We also saw a migration of dwarf crabs, known as LC’s or little crabs to the area.
And so the case will be within the flounder populace:
“Flora, take off that silly-looking tailpiece! If you get caught wearing that, you’re a keeper!”
“Oh, don’t worry, Fred. I stay away from lone minnows playing hooky from their schools. I can’t be fooled that easily! Hey, look! There’s part of a shedder crab floating a foot off the bottom! I just can’t resist shedder cr-a-a. . .ouch!”
The most educated flounder will consult with their crabby brethren, agreeing to provide part of their tail fins as food if the crabs perform the trimming.
A bigger question is whether or not the fishermen (and women) intend to comply. The commercial fishers have little choice, but those fishing for recreation may think differently. We interviewed one:
Interviewer: “Sir, do you intend to comply with the new rules for summer flounder?”

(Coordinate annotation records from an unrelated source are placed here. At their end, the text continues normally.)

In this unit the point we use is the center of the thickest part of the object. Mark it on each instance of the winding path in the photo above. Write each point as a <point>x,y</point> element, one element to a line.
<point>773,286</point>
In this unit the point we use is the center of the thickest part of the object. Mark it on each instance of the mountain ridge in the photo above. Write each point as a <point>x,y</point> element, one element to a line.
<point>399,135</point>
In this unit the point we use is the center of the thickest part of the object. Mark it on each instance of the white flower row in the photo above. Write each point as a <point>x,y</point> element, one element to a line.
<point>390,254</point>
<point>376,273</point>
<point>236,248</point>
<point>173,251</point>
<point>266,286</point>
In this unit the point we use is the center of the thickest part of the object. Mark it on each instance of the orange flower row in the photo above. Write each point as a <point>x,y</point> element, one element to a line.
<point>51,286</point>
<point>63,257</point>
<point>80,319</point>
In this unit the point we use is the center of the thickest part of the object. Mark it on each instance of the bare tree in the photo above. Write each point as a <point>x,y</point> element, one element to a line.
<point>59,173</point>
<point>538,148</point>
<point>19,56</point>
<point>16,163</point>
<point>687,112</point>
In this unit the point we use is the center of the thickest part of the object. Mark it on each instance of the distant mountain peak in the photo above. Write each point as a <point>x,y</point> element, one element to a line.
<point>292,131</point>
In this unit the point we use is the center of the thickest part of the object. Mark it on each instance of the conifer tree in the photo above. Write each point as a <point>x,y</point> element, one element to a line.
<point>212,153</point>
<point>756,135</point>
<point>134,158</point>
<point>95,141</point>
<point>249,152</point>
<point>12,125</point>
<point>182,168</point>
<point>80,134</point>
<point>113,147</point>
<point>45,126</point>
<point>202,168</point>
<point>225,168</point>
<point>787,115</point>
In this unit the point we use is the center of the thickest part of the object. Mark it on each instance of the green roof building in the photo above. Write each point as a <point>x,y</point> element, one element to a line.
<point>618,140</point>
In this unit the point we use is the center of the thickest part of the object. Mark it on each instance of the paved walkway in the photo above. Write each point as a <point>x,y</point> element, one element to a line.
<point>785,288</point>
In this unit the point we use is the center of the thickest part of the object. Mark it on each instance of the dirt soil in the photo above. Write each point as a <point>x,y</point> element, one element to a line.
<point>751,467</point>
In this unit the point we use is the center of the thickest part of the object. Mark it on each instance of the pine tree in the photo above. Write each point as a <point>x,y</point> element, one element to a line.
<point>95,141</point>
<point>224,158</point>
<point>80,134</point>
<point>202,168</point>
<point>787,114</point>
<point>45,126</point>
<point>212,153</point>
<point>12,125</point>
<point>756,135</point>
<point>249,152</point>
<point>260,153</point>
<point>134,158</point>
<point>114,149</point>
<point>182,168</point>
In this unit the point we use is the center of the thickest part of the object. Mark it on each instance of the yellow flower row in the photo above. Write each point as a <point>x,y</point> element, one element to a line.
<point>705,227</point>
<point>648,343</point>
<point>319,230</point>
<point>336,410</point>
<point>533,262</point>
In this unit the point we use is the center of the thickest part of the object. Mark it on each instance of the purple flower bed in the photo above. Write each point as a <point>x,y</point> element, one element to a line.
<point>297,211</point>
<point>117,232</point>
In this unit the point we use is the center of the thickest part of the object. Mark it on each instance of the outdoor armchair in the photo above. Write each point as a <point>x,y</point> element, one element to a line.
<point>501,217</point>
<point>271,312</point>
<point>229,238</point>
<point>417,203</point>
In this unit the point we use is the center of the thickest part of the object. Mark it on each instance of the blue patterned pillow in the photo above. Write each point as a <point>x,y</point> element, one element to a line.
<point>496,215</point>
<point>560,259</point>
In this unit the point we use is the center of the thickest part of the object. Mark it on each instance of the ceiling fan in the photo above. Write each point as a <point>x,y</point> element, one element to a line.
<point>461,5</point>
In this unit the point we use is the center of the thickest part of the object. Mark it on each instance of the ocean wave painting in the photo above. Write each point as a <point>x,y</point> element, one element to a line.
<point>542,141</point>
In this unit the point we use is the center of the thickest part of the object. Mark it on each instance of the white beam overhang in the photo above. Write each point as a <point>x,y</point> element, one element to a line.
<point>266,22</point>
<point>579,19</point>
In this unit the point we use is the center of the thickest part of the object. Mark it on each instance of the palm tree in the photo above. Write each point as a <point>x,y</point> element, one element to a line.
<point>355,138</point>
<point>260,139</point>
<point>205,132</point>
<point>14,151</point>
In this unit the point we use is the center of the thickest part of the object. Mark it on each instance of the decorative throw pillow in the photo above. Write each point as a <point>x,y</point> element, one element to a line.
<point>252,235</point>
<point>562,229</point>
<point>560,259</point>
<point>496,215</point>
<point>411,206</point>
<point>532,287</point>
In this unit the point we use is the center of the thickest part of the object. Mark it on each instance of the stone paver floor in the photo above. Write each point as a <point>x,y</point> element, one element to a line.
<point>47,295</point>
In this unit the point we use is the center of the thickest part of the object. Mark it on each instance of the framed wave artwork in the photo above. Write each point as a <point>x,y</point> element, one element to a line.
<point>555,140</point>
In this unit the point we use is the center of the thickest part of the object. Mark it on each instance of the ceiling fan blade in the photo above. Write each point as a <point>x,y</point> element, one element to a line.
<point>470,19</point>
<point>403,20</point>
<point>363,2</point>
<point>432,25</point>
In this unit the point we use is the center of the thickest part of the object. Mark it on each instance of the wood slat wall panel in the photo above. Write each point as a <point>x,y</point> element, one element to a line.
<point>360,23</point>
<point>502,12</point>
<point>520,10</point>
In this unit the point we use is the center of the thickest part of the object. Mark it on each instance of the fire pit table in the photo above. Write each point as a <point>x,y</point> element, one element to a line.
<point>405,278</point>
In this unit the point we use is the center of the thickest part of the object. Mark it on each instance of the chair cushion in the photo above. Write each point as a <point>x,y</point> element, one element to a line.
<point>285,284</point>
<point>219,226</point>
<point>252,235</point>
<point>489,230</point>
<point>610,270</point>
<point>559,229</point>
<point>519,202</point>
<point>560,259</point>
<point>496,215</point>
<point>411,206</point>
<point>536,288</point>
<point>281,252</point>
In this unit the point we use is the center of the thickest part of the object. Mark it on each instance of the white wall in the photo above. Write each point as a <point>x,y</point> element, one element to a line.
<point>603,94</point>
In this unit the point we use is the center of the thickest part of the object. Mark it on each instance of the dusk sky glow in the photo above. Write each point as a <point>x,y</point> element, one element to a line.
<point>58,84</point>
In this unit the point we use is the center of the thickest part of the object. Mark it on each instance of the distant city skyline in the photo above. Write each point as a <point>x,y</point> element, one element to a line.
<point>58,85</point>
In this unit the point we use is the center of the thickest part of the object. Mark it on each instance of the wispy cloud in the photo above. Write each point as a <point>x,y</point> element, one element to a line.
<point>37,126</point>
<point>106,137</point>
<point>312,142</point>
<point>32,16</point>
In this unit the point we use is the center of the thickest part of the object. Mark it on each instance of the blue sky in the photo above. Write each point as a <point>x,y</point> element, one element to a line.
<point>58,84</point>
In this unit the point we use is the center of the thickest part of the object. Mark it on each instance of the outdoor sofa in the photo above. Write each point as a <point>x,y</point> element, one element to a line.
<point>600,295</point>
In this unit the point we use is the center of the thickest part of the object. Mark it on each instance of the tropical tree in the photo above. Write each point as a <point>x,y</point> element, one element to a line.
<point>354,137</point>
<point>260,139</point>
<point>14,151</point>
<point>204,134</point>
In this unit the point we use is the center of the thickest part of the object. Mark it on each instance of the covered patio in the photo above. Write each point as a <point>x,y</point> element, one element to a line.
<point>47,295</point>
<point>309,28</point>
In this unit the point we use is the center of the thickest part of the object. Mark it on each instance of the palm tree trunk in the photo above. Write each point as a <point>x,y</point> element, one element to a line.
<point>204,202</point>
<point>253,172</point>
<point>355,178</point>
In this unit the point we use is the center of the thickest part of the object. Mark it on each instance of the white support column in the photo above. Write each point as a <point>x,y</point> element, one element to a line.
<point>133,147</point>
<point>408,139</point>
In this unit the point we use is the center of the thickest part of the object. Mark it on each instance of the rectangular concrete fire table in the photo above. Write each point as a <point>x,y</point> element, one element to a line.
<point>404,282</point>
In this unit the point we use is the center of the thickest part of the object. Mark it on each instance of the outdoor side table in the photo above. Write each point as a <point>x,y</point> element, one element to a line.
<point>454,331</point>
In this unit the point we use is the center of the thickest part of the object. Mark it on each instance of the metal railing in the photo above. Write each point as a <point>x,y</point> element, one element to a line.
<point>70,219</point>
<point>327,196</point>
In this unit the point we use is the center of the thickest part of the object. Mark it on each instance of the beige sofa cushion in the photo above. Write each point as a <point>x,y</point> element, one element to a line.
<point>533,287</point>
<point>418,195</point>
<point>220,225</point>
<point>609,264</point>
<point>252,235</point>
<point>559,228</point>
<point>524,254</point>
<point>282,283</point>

Sam (a fisherman): “I intend to comply, as long as the fish I catch are of legal size.”
Interviewer: “And what if they’re not?”
Sam: “Not much I can do about that. I don’t have any way of telling the fish to not bite if it happens to be undersized. I’ve got a family to feed, you know.”
Interviewer: “Right, but if you sold your boat you could feed your family.”
Sam: “Maybe for ten or twenty years, but then what? You reporters always think you have all the answers!”
We also wonder if the intent is for “zero-tolerance” enforcement.
Marine Police: “Sir, this flounder measures only seventeen and fifteen-sixteenths inches. I’m afraid you’re the one who’s going to spend the night in the cooler.”
Fish Person: “We’ll, it measured eighteen-and-one-quarter when I landed it. The sun must have shrunk it. I hardly think that’s fair. I think it’s supposed to be the length when you catch it, which is the pre-shrinkage length. You have to allow for shrinkage.”
Marine Police: “Tell you what. I’m going to let this one slide, being as you said it measured out at eighteen-and-a-quarter when you caught it. However, I have to charge you a twenty-dollar shrinkage fee, payable in cash.”
Fish Person: “Just for future reference, is that shrinkage fee the same for one that’s say, sixteen inches? Not that I’d attempt to keep one that small, although that’s really not small, but I was just wondering. . .”
So it seems that this restriction may be opening a new can of worms, although I’ve never seen them for sale, and flounder don’t like them that much anyway. I think they should go back to the standard of looking at a fish and saying, “Looks like a keeper!”
We seem to spend way too much time worrying about fish populations, while ignoring our own population problems, especially with respect to illegal immigration. A long time ago, Jesus proved that if God wants fish, He can make them, and He can make them legal size if the occasion requires it.